Durante a Idade Média, por conta da Igreja Católica, cujo papa a proibiu em 787, a tatuagem encontrou um freio. Nesta época chegou-se a considerar a tatuagem como algo demoníaco ou vandalismo do corpo. Mas, ainda assim, os Cavaleiros de São João de Malta tinham o hábito de se tatuarem. Estou tão abandonado nesta falta de apreço pela tatuagem que nem a igreja católica que tem mania de condenar um monte de coisas condena a tatuagem. Que é condenada por mórmons, judeus e muçulmanos sunitas. Talvez a culpa de minha birra seja do dinamarquês Knud Harld Likke Gregersen. Este sujeito apareceu em Santos nos anos 60 e botou uma loja de tatuagem numa área barra pesada, cheia de bêbados, prostitutas, drogados e traficantes. Como esta gente virou freguesa do Knud, dizem que a partir daí a tatuagem foi associada com marginalidade. Principalmente no Brasil.

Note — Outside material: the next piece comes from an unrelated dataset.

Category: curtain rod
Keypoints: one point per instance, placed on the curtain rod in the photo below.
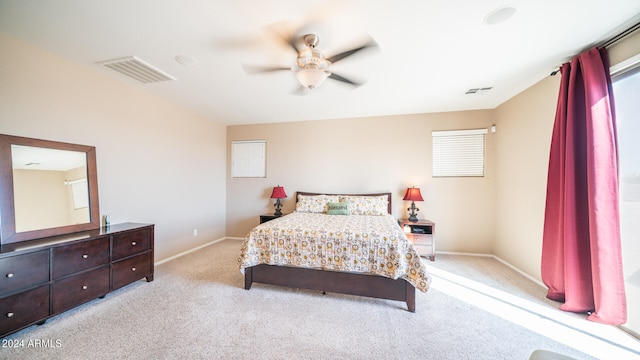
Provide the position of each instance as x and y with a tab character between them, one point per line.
610	42
621	36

No Brasil e em alto mar – porque os piratas, principalmente os piratas pirados, se tatuavam. O que era indiferente, eles continuaram feios do mesmo jeito. A televisão, internet e meios de comunicação difundiram a tatuagem e deram a ela conotação de charmosa rebeldia. E depois que jogadores de futebol, atores e manequins pegaram gosto pela coisa, ninguém mais segurou a mania. Parodiado o ex-presidente Lula, nunca na história deste país os homens e as mulheres se tatuaram tanto – e em todas as partes do corpo, nas costas, nos pulsos, nos calcanhares e também em regiões distantes dos olhares como o púbis ou ainda mais escondidas. Eu tenho uma amiga chamada Aninha e ela fez uma tatuagem bem discreta, na nuca. A mãe dela chiou: ‘Menina, quando você ficar velha, já imaginou que coisa horrível?‘. Aninha saiu-se bem com esta resposta: ‘Mãe, quando eu ficar velha, todos os velhos estarão tatuados‘. Eu nem tinha pensado nisso. No futuro, todos os velhos serão tatuados.